Today we are announcing the release of SecureDrop 0.3.7. The important changes in this release are:
- It is now possible for SecureDrop administrators and journalists to upgrade their Tails USBs to the latest version of Tails (2.x). We strongly encourage SecureDrop administrators and journalists to upgrade to Tails 2.x as soon as possible. The process for doing so is documented in detail here.
- The backup and restore procedures for SecureDrop instances have been made faster, more convenient, and less error-prone. They are documented here.
- SecureDrop's new ReadTheDocs-based documentation has been backported from the development branch to 0.3.7. This automatically creates two versions of the documentation on ReadTheDocs: one for the stable release, which should be used by end users (sources, journalists, and administrators), and one for the development branch, which should be used by developers.

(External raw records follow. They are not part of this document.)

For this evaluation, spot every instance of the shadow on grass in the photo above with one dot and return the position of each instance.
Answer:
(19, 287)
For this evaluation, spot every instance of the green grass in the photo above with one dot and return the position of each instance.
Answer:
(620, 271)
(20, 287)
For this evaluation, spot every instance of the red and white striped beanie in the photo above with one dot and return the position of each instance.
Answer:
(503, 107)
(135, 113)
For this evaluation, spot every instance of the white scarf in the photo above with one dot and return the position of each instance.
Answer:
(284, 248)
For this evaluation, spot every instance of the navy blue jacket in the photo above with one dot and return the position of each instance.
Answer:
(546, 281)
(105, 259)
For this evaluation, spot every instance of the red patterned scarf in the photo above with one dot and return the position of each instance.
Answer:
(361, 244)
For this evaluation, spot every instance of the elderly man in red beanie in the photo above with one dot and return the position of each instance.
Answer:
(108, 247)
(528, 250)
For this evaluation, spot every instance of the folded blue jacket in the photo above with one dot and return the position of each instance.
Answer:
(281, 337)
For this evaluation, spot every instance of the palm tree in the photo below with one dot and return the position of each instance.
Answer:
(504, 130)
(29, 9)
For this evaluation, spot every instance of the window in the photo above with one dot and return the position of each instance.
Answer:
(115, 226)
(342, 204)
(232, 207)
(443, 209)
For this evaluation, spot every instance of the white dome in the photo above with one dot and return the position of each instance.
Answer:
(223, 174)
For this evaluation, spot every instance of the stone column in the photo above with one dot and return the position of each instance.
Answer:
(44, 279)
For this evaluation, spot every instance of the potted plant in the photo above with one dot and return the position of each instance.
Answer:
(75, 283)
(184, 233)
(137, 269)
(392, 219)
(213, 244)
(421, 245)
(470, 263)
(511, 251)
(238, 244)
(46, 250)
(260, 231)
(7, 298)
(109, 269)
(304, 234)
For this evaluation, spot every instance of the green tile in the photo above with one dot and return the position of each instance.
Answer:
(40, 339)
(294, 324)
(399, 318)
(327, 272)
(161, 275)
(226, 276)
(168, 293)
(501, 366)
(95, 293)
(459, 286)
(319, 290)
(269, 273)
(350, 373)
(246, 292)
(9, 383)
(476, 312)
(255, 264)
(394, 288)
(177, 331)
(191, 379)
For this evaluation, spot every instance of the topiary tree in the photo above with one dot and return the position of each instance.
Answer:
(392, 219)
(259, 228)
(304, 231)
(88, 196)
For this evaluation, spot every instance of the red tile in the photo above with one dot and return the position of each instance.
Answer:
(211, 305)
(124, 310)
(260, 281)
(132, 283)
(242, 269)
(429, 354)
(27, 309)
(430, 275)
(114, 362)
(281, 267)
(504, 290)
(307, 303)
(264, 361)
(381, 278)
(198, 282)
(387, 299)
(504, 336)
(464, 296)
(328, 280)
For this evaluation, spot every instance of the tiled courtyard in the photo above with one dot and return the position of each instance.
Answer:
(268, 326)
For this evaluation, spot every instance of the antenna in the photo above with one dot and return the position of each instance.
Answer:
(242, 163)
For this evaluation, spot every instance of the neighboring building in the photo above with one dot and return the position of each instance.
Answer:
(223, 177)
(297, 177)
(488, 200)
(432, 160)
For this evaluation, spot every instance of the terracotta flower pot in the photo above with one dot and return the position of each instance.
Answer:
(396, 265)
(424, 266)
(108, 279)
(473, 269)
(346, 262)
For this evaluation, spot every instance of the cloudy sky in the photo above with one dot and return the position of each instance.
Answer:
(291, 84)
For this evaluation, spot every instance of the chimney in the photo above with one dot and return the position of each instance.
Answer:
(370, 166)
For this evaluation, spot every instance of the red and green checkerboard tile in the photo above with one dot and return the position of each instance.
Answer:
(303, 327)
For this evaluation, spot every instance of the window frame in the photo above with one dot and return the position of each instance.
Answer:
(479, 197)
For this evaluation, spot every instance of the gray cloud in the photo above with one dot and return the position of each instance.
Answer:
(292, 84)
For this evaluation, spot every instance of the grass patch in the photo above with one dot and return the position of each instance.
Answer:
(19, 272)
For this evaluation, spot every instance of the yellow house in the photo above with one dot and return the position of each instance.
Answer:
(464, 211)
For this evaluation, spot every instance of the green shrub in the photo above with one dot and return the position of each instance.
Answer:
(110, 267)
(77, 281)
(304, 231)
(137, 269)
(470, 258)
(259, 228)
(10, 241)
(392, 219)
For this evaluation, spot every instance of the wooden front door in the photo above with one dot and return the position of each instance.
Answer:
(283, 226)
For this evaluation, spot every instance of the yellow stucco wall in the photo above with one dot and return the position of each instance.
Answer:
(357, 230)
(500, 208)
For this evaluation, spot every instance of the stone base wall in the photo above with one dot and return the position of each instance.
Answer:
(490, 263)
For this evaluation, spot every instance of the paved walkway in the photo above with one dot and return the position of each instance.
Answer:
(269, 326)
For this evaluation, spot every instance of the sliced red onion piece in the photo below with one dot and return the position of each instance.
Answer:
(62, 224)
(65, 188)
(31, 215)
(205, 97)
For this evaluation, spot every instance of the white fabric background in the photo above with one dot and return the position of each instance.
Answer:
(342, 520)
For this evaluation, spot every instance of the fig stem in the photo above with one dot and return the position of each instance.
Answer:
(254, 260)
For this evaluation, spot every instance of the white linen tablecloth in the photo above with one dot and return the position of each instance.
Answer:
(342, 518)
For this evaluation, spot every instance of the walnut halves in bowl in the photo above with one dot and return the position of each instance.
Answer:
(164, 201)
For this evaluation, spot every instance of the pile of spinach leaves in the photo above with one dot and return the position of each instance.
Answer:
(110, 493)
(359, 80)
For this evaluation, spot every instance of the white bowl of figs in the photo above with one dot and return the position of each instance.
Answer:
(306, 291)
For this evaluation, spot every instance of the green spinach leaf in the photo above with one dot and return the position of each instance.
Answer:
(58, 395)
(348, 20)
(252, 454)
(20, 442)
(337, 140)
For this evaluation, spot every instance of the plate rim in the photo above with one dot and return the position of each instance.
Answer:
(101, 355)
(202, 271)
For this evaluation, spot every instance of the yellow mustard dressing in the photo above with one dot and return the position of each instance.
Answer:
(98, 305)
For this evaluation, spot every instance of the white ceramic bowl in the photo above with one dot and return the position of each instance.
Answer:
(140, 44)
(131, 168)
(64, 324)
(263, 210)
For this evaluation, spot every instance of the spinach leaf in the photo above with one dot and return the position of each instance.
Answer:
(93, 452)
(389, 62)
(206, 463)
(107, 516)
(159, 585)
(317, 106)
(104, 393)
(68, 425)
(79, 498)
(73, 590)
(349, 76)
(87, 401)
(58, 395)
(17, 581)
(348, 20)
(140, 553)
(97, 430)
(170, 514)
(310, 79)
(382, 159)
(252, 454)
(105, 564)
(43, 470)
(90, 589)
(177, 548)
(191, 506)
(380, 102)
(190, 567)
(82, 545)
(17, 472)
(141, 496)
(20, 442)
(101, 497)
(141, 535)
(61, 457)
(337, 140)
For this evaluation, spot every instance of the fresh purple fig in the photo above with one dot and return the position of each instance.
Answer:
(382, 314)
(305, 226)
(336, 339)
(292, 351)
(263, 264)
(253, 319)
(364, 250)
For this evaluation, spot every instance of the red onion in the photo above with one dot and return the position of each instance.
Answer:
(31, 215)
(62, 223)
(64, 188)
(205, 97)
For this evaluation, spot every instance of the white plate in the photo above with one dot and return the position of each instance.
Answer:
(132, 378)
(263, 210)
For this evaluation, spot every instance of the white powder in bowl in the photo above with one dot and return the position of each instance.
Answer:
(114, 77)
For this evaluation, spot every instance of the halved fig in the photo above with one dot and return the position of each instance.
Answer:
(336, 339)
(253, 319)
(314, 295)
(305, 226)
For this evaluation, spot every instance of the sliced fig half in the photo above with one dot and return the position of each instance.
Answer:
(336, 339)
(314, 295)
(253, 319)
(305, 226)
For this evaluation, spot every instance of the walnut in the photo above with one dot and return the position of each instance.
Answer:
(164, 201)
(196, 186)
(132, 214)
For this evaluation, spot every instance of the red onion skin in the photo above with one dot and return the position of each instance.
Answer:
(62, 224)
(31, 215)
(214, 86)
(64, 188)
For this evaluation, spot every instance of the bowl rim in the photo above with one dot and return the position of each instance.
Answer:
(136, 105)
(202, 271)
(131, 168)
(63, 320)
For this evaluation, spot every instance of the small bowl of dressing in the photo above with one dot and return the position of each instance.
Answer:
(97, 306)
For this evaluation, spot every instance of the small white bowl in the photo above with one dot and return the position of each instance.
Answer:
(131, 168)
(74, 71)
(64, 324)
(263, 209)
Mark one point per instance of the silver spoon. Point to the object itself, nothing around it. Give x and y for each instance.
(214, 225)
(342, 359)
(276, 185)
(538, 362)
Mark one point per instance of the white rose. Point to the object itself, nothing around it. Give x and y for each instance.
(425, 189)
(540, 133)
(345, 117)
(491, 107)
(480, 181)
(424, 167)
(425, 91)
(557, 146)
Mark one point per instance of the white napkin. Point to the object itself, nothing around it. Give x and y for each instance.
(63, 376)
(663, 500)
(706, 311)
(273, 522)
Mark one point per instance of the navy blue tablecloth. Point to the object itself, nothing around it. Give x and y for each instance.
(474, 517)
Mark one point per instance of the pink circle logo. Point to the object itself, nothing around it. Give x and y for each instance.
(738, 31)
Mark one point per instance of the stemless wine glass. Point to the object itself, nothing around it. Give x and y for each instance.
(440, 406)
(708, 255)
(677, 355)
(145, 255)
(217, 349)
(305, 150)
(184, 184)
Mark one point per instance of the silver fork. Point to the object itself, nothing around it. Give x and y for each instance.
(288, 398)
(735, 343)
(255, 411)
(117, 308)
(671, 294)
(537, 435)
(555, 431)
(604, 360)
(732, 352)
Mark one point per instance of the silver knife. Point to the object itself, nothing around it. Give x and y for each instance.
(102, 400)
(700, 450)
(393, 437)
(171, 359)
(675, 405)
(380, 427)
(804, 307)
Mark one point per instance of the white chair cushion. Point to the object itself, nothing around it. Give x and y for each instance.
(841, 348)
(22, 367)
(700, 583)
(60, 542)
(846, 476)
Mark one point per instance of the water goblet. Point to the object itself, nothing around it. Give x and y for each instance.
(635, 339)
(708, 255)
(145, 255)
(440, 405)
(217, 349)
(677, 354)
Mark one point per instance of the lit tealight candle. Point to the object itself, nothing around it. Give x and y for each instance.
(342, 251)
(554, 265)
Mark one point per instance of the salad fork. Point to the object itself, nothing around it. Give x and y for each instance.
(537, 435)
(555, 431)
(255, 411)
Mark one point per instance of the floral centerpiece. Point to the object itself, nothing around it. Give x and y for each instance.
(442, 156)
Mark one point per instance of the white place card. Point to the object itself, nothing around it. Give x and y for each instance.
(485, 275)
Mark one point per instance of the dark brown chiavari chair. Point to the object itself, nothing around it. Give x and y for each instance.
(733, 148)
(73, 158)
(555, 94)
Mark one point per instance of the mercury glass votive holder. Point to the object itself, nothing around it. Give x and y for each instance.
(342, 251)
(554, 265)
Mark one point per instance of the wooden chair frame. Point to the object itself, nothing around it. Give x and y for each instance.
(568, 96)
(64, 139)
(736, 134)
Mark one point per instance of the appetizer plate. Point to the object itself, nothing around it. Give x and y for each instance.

- SecureDrop's Python dependencies have been upgraded to their latest versions. There was no pressing need to do this (e.g. a known security vulnerability in one of the dependencies), but we did so because keeping all dependencies up to date is best practice.
The server-side components of this release are provided by the Debian packages hosted on the FPF package server, and all SecureDrop instances will receive these upgrades automatically. The client-side components of the release (Tails 2.x upgrade, improved backup and restore role) are optional, but if you wish to take advanatage of these improvements, you will need to upgrade your local copy of SecureDrop. The process for doing so is documented here.
If you have any questions, or experience difficulties with this upgrade, please open an issue on our support site.
Development for this release was tracked on the 0.3.7 milestone on GitHub.